With Malaysian market research firm Green Zebras  guiding me on questionnaire design and extracting insights, I polled 1,006 consumers across America about the social causes they believe in, how these affect their purchase decisions, and the companies they identified as supportive of causes closest to their heart.   
The following are highlights of the study, starting with the most striking conclusion.
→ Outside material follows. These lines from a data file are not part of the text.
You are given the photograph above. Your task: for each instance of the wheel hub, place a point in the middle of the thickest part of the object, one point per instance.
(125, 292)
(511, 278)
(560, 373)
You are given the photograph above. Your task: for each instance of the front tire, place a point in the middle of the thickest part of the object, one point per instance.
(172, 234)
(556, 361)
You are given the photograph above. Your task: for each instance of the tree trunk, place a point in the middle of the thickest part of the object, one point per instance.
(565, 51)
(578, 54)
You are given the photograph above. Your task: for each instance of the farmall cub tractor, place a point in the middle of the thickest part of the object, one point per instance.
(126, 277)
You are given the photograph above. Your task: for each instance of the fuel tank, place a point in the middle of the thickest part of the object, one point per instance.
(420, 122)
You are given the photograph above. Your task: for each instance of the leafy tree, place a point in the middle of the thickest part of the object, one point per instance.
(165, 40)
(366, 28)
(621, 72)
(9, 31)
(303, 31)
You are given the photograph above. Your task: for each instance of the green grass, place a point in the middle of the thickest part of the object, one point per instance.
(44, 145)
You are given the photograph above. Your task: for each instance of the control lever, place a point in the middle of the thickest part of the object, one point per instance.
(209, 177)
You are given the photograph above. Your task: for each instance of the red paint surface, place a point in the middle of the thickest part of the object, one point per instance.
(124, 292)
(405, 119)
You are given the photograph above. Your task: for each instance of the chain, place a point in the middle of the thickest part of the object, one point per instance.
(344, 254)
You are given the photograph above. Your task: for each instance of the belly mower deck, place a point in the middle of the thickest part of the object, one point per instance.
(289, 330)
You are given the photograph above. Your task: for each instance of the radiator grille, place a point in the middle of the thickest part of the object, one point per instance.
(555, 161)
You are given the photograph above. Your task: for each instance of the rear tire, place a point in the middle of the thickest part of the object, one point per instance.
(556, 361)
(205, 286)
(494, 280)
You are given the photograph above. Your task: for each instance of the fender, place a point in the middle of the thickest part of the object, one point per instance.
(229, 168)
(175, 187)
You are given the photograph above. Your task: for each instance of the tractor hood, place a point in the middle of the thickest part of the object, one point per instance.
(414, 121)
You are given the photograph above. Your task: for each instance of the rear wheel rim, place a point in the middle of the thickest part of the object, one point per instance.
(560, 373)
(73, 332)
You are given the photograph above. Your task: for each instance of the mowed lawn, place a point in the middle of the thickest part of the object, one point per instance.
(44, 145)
Four out of 10 consumers have switched brands because of a perceived values mismatch

Companies are beginning to realize, if they haven’t yet, that there is now a moral dimension to brand choice.
What used to be a disapproved practice — taking sides – is increasingly good business. And, in the case of many of the companies featured in my survey, taking sides can be downright profitable. Research Live wrote last year that purpose-driven brands in Havas’ Meaningful Brands index outperformed the stock market by 206% over a 10-year period and achieved 137% greater return on key performance indicators.
More than ever, consumers are extremely aware of the power of the purse and do not hesitate in wielding it. Perhaps the most extraordinary single finding from my survey was that 43% of respondents have switched brands, companies or service providers ‘because they support movements or causes that conflict with my own.’
To businesses just wanting to operate and turn a profit, all this sounds a bit extreme, perhaps even militant. However the groundwork for such an attitude shift was being laid as far back as the 70s.

How brand choice started to mirror personal values

The roots of conscious capitalism are often traced to Anita Rodick, founder of The Body Shop in 1976. The Body Shop was arguably the first brand to bake social activism into its corporate DNA, integrating commercial activity with what were then fringe movements such as ending animal testing. Other brands that followed The Body Shop’s footsteps in the 1980s included Benetton, Patagonia and Esprit.
Benetton ad 1990

This Benetton ad from 1990 was considered very provocative then.

Social forecaster Patricia Aburdene predicted the rise of conscious capitalism in her book Mega Trends 2010, propelled in part by the collapse of Enron, serious labor and environmental violations such as those perpetrated by Chiquita Brands, and the growth of socially responsible investing.
Conscious capitalism grew in step with the increasingly popular LOHAS — lifestyles of health and sustainability — which spawned interest in organic foods, alternative medicine and yoga. Companies like Starbucks, Whole Foods and Zappos represented a new type of business, one that was invested in the greater good, not just the pursuit of profit.
The explosion of social media has made the exchange of news and information possible in a nanosecond, enabling grassroots movements to coalesce at an unheard of speed in reaction to events that would never have emerged on the world stage before. Equipped with a wider world view, energized by having a voice and bolstered by their numbers online, individuals are now hyper-aware of the role they play in addressing issues and effecting change.  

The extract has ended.